Destacam-se ainda as adaptações de livros. A Boutique se prepara para lançar versões audiovisuais de sucessos como “Tudo é Rio”, de Carla Madeira; “O Mistério do Cinco Estrelas”, da série “Vaga-Lume”; e “O Gênio do Crime”, de João Carlos Marinho. “Existe uma diversidade de gêneros. São livros que marcaram época, têm muitos fãs e se destinam a diferentes públicos. São obras que já se provaram. E agora ganham novas versões, pois no audiovisual se cria outra coisa”, disse Tiago.
“Na hora de escolher em quais propriedades vamos investir, optamos por histórias envolventes, com potencial de adaptação, e autores e autoras que tenham vozes únicas e pontos de vista originais. O livro já traz uma vivência, um imaginário construído, coisas muito valiosas criativamente falando. Tem especificidade de personagens e de localização. Além da base de fãs, que é muito positiva pensando no lado comercial. Fazemos escolhas precisas. Os livros que escolhemos são aqueles que temos certeza que vão virar grandes séries ou filmes”, garantiu. “E quando possível, gostamos que os autores participem das adaptações. É importante que tenhamos autonomia, porque é outra obra, mas não podemos abrir mão do DNA da história. Nem tudo está no livro, por isso conversar com as pessoas que escreveram aquilo é muito rico, ajudam a entendermos qual caminho seguir. É desafiador, mas gostamos muito”, completou.
Perspectivas de futuro
Os sócios estão animados com o ano de 2023, que traz uma perspectiva grande de crescimento, pensando nos acordos já fechados, e nas possibilidades de trabalharem nesse novo momento do Brasil e do mercado. “Estamos em contato com associações e governo pois é fundamental alcançarmos não só o público brasileiro. A gente batalha muito para levantar nossas produções. Temos de inundar o mercado internacional com as nossas séries – temos potencial criativo e organização de produção para isso. Precisamos de menos burocracia, de uma liberação de recursos mais rápida e da regulamentação do streaming. O FSA hoje quase não pode usar o streaming como primeira janela porque não é regulamentado. Também precisamos passar pela reorganização da TV pública, das relações com a TV fechada, com a cota de tela nos cinemas. São coisas muito básicas, mas que precisam ser feitas”, apontou Tiago.

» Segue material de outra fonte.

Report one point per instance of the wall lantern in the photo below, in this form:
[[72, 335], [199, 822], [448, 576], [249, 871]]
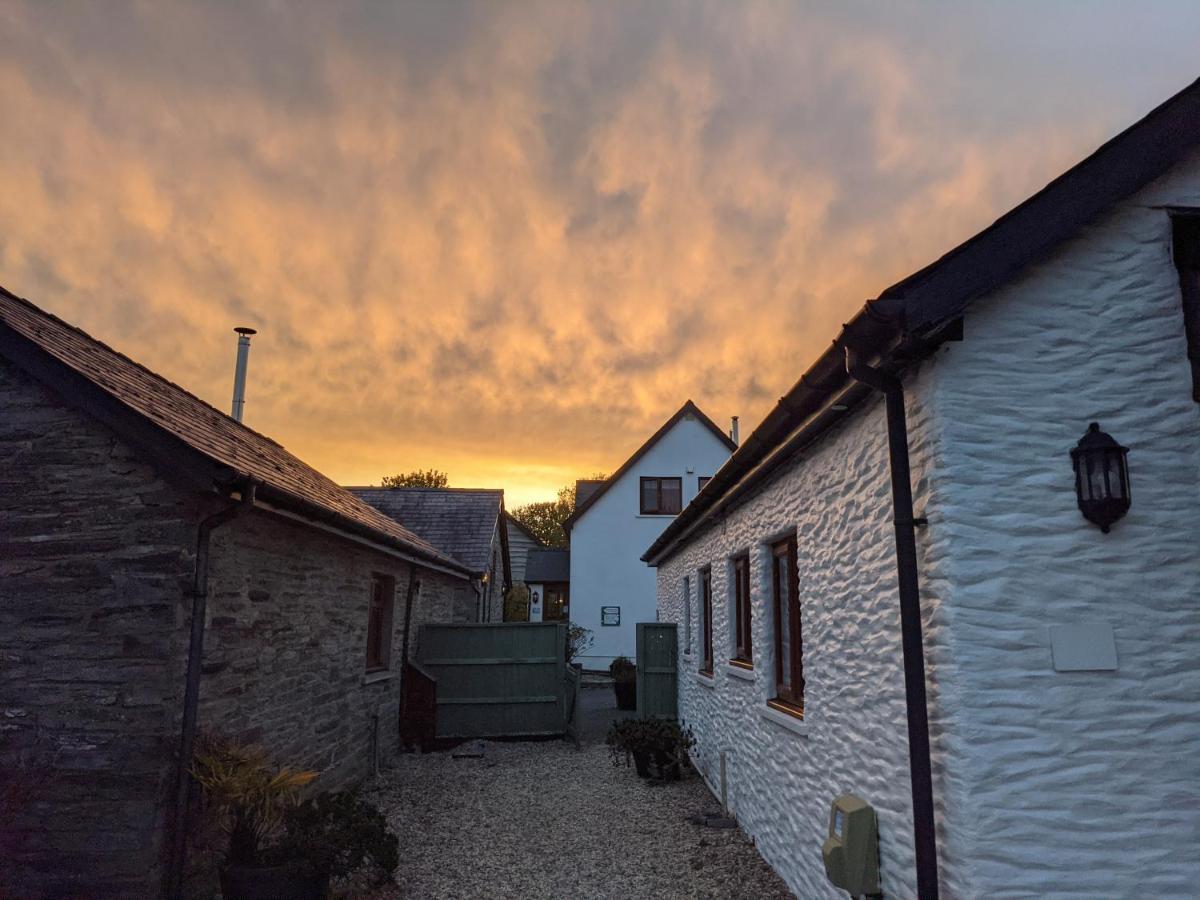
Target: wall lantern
[[1102, 478]]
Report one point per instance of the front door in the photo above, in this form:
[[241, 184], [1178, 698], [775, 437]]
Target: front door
[[555, 603]]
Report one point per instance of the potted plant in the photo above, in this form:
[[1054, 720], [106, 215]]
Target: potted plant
[[628, 739], [252, 796], [663, 742], [624, 682], [670, 745]]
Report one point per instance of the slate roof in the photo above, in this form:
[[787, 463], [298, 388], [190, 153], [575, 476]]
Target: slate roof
[[585, 487], [689, 408], [921, 312], [543, 565], [455, 520], [36, 340]]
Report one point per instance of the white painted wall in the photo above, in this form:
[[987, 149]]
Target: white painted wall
[[781, 779], [609, 540], [1048, 784]]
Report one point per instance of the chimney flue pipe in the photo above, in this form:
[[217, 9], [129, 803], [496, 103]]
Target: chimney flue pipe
[[239, 376]]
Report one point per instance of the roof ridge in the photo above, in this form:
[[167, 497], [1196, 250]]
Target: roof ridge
[[132, 361]]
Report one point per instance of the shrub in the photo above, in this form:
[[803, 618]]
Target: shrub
[[663, 738], [579, 640], [623, 670], [341, 834], [249, 792]]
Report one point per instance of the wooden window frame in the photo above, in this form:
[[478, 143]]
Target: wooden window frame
[[1186, 253], [381, 604], [687, 616], [658, 510], [743, 641], [791, 699]]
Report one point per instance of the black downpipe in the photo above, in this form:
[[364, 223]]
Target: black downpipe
[[924, 827], [192, 688]]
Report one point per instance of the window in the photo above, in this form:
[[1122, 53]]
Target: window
[[1187, 259], [743, 654], [379, 622], [661, 496], [789, 646], [687, 615]]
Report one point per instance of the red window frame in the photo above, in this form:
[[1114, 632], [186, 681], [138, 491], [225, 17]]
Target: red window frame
[[790, 670], [706, 593], [382, 589], [743, 643]]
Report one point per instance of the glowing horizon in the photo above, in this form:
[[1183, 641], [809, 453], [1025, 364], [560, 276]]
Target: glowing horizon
[[508, 241]]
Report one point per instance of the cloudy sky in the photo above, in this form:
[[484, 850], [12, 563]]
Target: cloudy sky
[[508, 240]]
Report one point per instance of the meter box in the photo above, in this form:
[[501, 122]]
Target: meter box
[[851, 852]]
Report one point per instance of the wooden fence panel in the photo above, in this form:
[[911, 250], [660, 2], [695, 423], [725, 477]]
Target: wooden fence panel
[[497, 679], [657, 669]]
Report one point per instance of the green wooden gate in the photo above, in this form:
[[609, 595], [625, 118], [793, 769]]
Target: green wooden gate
[[657, 669], [497, 679]]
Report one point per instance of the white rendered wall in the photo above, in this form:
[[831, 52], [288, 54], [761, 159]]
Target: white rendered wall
[[1048, 784], [609, 540], [852, 739], [1083, 784]]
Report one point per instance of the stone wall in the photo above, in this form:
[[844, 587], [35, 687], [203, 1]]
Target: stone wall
[[96, 567], [285, 661], [96, 553]]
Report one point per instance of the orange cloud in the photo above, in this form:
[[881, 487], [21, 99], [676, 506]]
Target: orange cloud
[[499, 240]]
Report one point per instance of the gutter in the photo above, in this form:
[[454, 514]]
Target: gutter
[[923, 822], [192, 684]]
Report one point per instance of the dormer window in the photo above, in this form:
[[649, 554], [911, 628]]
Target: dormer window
[[661, 496]]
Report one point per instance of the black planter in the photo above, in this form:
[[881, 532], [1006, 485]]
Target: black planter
[[642, 763], [273, 882], [667, 767], [627, 695]]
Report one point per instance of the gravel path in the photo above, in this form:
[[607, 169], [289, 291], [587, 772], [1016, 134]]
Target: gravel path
[[541, 820]]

“É um momento positivo de retomada que, ao mesmo tempo, é decisivo: ou teremos mais autonomia, dinheiro na mesa e novos modelos de negócio ou ficaremos reféns de decisões econômicas e financeiras dos centros de produção mundiais. Precisamos de um modelo econômico que se sustente. Com a mudança de governo e da política cultural, é hora de nos consolidarmos como país produtor e autônomo”, acrescentou Eduardo.
“Desburocratizar, agilizar e atualizar: essas são as palavras. Como empresa e como setor, temos o compromisso de entregar resultados – artísticos, sociais e de audiência. Nós sabemos como fazer e temos como crescer e muito, mas precisamos estar amparados”, concluiu Gustavo.